La cumbre despedida de Lagos

Patricio Navia

La Tercera, noviembre 18, 2004

 

El presidente Lagos busca establecer un legado internacional con la cumbre APEC que comenzó el día de ayer. Pero así como su política internacional durante sus primeros 5 años fue más exitosa en el mundo que en América Latina, el éxito de esta cumbre también subraya una de las mayores frustraciones de su sexenio: el limitado liderazgo regional que logró Ricardo Lagos.  

 

Aunque México y Perú son también miembros de APEC, Latinoamérica parece no prestar gran atención a la segunda cubre APEC que se realiza en la región (México fue sede el 2002). Mientras los líderes del Asia Pacífico se reúnan en Santiago, en Costa Rica se estará celebrando la XIV Cumbre Iberoamericana en Costa Rica. Como Lagos no podrá asistir, ha enviado a Patricio Aylwin como representante, evidenciando la importancia exclusivamente simbólica que poseen las cumbres de este tipo.

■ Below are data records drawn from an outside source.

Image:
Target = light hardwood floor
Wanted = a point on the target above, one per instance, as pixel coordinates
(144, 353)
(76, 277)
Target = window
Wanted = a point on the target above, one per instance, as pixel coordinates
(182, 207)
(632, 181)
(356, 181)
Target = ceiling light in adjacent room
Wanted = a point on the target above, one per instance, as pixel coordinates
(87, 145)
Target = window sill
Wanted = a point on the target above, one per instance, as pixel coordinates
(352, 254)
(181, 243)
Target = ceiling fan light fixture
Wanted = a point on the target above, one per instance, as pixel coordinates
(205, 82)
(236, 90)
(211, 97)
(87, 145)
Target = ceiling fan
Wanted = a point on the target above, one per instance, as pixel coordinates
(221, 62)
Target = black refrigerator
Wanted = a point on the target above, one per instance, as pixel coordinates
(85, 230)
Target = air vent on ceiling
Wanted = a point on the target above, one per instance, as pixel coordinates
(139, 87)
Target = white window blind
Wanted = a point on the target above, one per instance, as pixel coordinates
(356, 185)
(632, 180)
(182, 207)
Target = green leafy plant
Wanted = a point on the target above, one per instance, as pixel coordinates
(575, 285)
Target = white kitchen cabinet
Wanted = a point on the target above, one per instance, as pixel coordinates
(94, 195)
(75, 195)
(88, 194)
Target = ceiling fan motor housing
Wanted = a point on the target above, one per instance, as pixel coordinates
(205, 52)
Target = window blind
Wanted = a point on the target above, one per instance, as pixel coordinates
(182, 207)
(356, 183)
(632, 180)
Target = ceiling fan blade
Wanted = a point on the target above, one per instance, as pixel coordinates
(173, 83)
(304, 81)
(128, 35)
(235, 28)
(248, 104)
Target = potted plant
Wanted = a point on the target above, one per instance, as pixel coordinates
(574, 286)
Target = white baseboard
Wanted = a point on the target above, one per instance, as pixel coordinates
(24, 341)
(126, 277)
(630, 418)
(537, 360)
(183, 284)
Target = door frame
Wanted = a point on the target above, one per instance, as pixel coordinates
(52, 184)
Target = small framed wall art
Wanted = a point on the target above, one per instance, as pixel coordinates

Pero además de forzar a los presidentes de México, Perú y Chile a tener que decidirse entre las dos cumbres, la decisión de los líderes continentales de celebrar la Cumbre Iberoamericana al mismo tiempo que Chile recibe a los líderes de la APEC evidencia el poco aprecio que sus colegas tienen, en los hechos más que en las palabras, por el primer mandatario chileno. No es una buena señal que mientras Chile celebra ser sede de la cumbre de una de las alianzas de países más importantes del mundo, Ibero-América celebre su propia cumbre.

 

Aprovechando la presencia de importantes mandatarios de estatura mundial, Ricardo Lagos comprensiblemente buscará convertir al APEC 2004 en una plataforma para hacerse escuchar en el mundo. Los éxitos económicos, sociales y políticos de Chile, la incuestionable vocación democrática personal de Lagos y sus celebrados aciertos en La Moneda le otorgan méritos de sobra para pretender alzarse como un líder de las democracias latinoamericanas.  El encuentro que sostendrá con George W. Bush permitirán también a Lagos presentarle al mandatario más poderoso del mundo sus visiones y posturas sobre lo que debieran ser las prioridades de la Casa Blanca hacia América Latina en los próximos años. Pero aunque Estados Unidos esté convencido de la necesidad de lograr que más países de América Latina tengan coaliciones políticas de gobierno estables como la Concertación y líderes de la estatura y visión de Ricardo Lagos, Washington también entiende que cuando Lagos habla, no representa la visión mayoritaria de los presidentes de América Latina.  Más que un líder respetado y reafirmado por sus pares, el presidente chileno se ha constituido en una ovacionada excepción entre los cuestionados presidentes de la región.

 

Es cierto que Chile estará en el centro de la noticia en muchos de los 21 países de APEC durante los próximos días. Los beneficios comerciales y financieros que esta publicidad puede conllevar son enormes. Pero aunque APEC efectivamente genere oportunidades económicas y de comercio para Chile en el gigantesco mercado de los países miembros, la importancia política que tendrá esta cumbre será sustancialmente inferior a lo que espera el Presidente Lagos. Como a quince meses del fin de su sexenio, no es mucho lo que puede hacer para convertirse en líder político de la región, Lagos debiera utilizar su merecida reputación mundial para explicarle al mundo cómo ayudar mejor a América Latina más que en pretender convertirse en puente entre los líderes de la región y los líderes mundiales.

 

Además de pasar a un pronto olvido político (como ocurrió con la cumbre del 2003 en Tailandia), la APEC del 2004 lamentablemente para Chile no podrá convertirse en un momento clave en que Chile consolidó su posición de liderazgo regional. El nuestro seguirá siendo el país más exitoso de América Latina, pero contrario a lo que alguna vez aspiró nuestro mandatario, Chile no se habrá constituido en un líder respetado y secundado por los otros gobiernos de la región al final del sexenio del presidente Lagos.